- Escutcheon of the Macartney baronets of Lish
- Creation date: 1799
- Status: dormant
- Motto: Stimulat sed ornat, It stimulates, but it adorns

= Macartney baronets =

Baronetcy in the Baronetage of Ireland

The Macartney Baronetcy, of Lish in the County of Armagh, is a title in the Baronetage of Ireland. It was created on 4 January 1799 for Sir John Macartney, Member of the Irish House of Commons for Fore and Naas. He had been knighted in 1796 for promoting inland navigation in Ireland. Macartney was the younger son of William Macartney, who represented Belfast in the Irish Parliament.
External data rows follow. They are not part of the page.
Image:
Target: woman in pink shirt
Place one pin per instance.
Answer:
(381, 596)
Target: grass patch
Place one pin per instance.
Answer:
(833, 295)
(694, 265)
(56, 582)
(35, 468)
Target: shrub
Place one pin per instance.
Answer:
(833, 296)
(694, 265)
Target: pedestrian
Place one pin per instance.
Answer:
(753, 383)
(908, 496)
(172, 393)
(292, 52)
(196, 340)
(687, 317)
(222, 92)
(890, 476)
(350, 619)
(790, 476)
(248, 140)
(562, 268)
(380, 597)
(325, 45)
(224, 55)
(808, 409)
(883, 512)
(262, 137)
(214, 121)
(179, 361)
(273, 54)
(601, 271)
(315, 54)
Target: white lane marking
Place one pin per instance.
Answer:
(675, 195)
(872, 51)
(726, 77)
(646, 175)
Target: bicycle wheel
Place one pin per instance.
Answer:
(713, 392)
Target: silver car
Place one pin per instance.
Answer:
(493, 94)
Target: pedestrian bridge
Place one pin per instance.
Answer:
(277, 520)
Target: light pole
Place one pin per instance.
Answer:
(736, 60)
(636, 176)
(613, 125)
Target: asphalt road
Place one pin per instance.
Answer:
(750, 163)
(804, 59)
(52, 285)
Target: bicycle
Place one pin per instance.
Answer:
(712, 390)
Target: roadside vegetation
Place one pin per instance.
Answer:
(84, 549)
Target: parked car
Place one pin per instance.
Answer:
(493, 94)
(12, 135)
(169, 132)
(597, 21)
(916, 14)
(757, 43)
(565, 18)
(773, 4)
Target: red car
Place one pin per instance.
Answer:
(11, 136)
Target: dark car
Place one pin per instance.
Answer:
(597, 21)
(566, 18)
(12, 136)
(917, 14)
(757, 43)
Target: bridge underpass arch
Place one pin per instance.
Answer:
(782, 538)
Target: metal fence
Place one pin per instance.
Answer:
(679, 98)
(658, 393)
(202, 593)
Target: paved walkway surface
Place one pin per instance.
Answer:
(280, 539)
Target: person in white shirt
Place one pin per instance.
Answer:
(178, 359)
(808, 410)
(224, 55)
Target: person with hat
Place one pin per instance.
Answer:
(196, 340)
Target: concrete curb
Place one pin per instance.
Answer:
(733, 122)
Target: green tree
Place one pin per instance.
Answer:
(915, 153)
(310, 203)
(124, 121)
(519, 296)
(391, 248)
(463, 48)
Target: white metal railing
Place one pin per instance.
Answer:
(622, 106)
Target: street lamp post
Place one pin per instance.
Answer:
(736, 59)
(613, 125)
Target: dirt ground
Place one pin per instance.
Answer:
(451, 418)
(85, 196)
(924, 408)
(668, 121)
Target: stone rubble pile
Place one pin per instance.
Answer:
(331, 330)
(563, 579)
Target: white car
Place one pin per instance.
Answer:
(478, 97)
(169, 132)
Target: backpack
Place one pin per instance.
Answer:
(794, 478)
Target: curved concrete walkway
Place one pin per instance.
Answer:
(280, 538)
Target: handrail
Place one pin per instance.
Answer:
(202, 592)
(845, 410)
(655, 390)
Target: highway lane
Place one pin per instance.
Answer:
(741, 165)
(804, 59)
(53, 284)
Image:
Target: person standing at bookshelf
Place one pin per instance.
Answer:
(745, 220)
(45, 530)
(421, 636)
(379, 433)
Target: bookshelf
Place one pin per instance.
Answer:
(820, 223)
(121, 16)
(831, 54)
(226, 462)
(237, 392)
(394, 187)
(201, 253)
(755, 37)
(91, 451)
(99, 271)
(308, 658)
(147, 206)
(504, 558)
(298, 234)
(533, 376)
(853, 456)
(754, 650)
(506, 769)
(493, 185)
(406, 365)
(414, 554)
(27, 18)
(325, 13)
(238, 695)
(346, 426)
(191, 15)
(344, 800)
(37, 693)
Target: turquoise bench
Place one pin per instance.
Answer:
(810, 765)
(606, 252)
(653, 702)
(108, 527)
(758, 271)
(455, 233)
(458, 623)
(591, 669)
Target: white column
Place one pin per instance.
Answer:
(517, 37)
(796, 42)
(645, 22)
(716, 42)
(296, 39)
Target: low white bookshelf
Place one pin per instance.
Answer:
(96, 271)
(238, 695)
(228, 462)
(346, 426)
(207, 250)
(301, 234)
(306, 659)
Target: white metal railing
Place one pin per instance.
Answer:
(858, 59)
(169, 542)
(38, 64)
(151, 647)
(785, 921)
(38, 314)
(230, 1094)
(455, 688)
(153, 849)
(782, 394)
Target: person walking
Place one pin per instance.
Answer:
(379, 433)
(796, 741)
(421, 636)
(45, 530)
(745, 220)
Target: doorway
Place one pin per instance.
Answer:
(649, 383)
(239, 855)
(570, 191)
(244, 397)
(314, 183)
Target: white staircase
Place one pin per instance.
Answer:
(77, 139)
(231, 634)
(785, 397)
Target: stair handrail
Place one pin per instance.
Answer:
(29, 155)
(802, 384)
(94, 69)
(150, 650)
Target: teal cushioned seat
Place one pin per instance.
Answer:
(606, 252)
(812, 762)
The family have lived in Australia since the emigration of the third Baronet in the 19th century.

==Macartney baronets, of Lish (1799)==
- Sir John Macartney, 1st Baronet (died 1812)
- Sir William Isaac Macartney, 2nd Baronet (1780–1867)
- Sir John Macartney, 3rd Baronet (1832–1911)
- Sir William Isaac Macartney, 4th Baronet (1867–1942)
- Sir Alexander Miller Macartney, 5th Baronet (1869–1960)
- Sir John Barrington Macartney, 6th Baronet (1917–1999)
- Sir John Ralph Macartney, 7th Baronet (born 1945), name not on the Official Roll.